President Trump and his team gave us a quick course on how not to resolve a dispute in their efforts to replace the Affordable Care Act (ACA, a.k.a. Obamacare). Their effort and its shortcomings help to show the importance of four key ingredients to approaching dispute resolution to get a good result.
Most Americans agree that the ACA has shortcomings and things that need to be improved upon, and that it also has some good features. It is helping lots of people who weren’t being helped before it. Being a non-partisan American citizen, I neither bang the “replace Obamacare” drum, nor do I support the partisan view of supporting or opposing the replacement bill based on which party introduces it, because both positions are extremes and solutions are in finding the middle ground of fixing what needs to be improved.
Here are Four Things We Can Re-learn from the Trump Team’s Approach
We can re-learn not only from the team’s approach but its shortcomings and hopefully, they might apply these and give it another try.
Prepare, Prepare, Prepare
Health care is an important concern for all Americans (except Congressmen, who get it for free). It is a major issue that requires clear, careful planning and thinking before any initiative is rolled out. That takes time, work and input from all sides and from many different perspectives. This is not something you slap together like a strip mall in South Florida and present it for a vote within a matter of weeks. Great coaches, trial lawyers, teachers, builders, successful business people, anyone who ever made something great will always include preparation as a key to success.
Mr. Trump’s team was not well prepared. They didn’t do the advance work necessary to succeed, didn’t lay the right groundwork and didn’t gather a cross section of support. Their efforts were doomed from the start. This wasn’t something that was going to happen on the loudness of someone’s talking or strength of one’s will.
Find Shared Interests, Build Common Ground and Work to Build a Consensus
Something this important, this complicated and this controversial is not going to get passed by ramming it through. Sabre rattling and threatening people by telling them if they don’t vote for it, there will be a bloodbath in the next congressional election won’t get you far. Mr. Trump needed to enlist those who opposed it to collaborate on the re-design so they could then support it. There were plenty of shared interests to build upon that were not tapped. The worst way to try to win people over to your point of view is to ignore them and just tell them they are wrong, stupid, terrible, etc.

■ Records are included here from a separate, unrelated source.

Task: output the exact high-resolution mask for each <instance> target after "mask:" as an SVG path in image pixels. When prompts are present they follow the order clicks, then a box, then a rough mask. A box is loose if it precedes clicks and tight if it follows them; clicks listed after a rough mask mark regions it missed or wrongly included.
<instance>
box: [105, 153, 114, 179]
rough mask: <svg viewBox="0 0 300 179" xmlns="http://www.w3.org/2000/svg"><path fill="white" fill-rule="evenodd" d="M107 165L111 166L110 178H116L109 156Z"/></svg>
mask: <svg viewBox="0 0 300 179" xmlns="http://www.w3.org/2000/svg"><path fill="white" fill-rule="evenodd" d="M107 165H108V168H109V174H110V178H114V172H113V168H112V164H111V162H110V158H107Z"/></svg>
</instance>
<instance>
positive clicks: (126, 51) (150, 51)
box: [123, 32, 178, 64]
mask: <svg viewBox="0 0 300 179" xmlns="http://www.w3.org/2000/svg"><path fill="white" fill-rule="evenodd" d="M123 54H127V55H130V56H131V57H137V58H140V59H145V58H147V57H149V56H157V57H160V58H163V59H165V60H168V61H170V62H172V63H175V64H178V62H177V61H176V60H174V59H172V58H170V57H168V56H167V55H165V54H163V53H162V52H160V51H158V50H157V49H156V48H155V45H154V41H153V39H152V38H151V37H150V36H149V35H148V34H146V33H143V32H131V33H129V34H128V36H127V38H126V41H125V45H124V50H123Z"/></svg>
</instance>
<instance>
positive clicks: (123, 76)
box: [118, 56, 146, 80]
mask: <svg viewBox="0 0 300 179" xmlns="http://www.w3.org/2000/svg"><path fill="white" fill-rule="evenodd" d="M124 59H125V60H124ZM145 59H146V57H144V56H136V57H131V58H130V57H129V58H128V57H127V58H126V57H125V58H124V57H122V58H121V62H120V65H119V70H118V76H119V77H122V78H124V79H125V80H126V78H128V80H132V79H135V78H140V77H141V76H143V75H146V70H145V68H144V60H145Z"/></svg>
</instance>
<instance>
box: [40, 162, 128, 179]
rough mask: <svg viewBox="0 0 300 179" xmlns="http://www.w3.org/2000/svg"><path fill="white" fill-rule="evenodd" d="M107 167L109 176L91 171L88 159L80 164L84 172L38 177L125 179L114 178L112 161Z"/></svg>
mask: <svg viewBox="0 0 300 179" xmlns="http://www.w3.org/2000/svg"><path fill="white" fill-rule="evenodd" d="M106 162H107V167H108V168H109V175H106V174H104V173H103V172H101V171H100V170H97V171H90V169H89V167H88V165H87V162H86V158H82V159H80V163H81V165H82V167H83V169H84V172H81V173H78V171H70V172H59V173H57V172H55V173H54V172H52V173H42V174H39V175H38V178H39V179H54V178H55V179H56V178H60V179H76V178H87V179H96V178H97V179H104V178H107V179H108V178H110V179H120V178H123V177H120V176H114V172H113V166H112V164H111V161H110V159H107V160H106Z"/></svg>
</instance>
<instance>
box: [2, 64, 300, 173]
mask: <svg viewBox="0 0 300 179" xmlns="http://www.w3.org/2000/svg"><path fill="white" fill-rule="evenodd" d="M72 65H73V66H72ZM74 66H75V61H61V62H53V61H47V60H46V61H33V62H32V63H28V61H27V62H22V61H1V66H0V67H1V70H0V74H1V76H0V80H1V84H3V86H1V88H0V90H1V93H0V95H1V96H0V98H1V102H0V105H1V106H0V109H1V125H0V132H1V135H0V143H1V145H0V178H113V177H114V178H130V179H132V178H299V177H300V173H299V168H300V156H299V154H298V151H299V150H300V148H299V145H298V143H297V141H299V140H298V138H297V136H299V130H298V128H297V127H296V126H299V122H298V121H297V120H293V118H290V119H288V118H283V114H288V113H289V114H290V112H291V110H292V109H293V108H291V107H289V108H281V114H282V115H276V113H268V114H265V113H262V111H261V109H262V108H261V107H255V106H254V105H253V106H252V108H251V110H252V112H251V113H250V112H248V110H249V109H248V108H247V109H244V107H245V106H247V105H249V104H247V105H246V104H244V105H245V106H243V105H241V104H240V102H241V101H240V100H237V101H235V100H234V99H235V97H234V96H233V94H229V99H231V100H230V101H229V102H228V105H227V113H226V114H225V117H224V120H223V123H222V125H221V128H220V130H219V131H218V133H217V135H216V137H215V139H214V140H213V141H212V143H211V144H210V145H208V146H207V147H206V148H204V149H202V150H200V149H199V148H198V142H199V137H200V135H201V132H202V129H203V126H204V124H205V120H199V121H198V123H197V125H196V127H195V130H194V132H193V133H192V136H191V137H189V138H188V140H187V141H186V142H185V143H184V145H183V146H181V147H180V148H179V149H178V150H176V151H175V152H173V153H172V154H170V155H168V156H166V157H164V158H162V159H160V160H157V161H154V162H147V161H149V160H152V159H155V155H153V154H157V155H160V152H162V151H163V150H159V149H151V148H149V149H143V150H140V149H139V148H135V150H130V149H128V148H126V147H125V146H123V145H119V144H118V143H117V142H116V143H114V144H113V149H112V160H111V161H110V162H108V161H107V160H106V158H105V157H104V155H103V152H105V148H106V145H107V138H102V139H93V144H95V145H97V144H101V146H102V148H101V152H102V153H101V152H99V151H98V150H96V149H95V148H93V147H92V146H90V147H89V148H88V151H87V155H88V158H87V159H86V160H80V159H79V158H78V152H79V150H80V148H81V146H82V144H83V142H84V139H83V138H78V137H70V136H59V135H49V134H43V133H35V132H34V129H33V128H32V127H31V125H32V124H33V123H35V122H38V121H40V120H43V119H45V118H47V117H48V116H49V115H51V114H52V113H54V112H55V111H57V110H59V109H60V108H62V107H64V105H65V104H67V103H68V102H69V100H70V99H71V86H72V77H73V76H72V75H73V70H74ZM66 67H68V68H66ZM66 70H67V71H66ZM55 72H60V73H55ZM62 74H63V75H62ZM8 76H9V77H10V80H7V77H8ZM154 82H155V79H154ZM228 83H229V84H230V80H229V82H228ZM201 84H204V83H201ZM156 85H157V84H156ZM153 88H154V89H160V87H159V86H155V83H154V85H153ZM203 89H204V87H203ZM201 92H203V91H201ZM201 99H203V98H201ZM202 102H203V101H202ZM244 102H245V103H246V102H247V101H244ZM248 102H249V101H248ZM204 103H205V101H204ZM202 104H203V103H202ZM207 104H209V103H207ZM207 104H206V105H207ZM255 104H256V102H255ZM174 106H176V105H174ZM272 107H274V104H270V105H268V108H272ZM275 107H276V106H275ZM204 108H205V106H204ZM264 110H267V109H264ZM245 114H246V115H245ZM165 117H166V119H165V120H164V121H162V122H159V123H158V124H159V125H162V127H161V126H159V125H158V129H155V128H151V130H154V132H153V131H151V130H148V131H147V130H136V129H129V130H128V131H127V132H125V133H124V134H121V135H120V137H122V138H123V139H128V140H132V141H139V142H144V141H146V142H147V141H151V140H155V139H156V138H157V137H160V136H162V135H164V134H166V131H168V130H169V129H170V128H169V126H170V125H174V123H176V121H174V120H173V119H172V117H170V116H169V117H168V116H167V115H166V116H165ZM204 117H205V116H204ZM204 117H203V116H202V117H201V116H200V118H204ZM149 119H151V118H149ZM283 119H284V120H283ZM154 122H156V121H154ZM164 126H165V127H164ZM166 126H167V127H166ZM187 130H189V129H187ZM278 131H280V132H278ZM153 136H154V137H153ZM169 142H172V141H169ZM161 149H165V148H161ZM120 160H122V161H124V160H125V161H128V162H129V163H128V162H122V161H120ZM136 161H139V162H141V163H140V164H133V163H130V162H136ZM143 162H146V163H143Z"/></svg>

It also doesn’t help to start by insulting the people you need to win over. If you want the support of people who voted for and in some cases helped design and present the ACA, don’t lead with the statement that “Obamacare is a terrible disaster,” or something along those lines. You can respectfully point out the flaws in something and talk about how to improve upon it without insulting the people who designed it and voted for it, especially when this effort need to be a bi-partisan effort.
Don’t Present an Ultimatum
When you present something to someone and say to them: “You either vote for it as it is or you’re stuck with what you’ve got”, you take away key motivators right out of the gate. It’s like saying “Either accept our demand or we will take you to court.” For those you are trying to persuade, “what you’ve got” is not all that bad. After all, they put the ACA there. Further, when you take away the opportunity to be heard and give input and offer no options, they are not likely to embrace the ultimatum you give them. “Take it or leave it” rarely carries the day in any endeavor, largely because it doesn’t allow people to buy into something.
Have Perseverance
Mr. Trump’s post-defeat strategy was like that of a five-year-old boy down at the park who doesn’t get his way so he takes his ball and goes home. This part would have been the most laughable piece if it wasn’t so troubling. A President led the charge and then showed no perseverance and no spirit of seeing this through and staying the course. Replacing Obamacare was one of Mr. Trump’s key positions and ideas; one of his campaign pledges. And yet, on something so important, something that people arguably voted for him to do, after not getting enough support he just walked away. As if to say “It’s no big deal; we’ll just move on to the budget issue.” Quitting after less than two months of work? He gave up on it without a Plan B, without continuing the fight or working to persuade others, or going back to the drawing board.
Remember candidate Trump labeling his opponents with names that stuck in voters’ minds? Little Marco, Lyin’ Ted, No Energy Jeb, Crooked Hillary. If candidate Trump was debating against President Trump after this health care fiasco, what labels would he have given himself? No Commitment Don, No Backbone Donnie, The Quitter Donald? This was a key piece of the Trump agenda, and one of the most important issues in American society. Yet even with a majority, it never even came to a vote, let alone win. Instead of staying with it, tweaking it and seeing it through, Quitter Donnie abandoned it and moved on to the next thing, like a spoiled kid that has already gotten tired of one toy and has moved on to the dozens of others he has.
Want to succeed in resolving disputes? Prepare thoroughly. Find shared interests and common ground and build consensus on them. Respectfully disagree, while you actively enlist, engage, empower and collaborate with your opponent. If one thing doesn’t work, try something else. And never, ever, ever give up.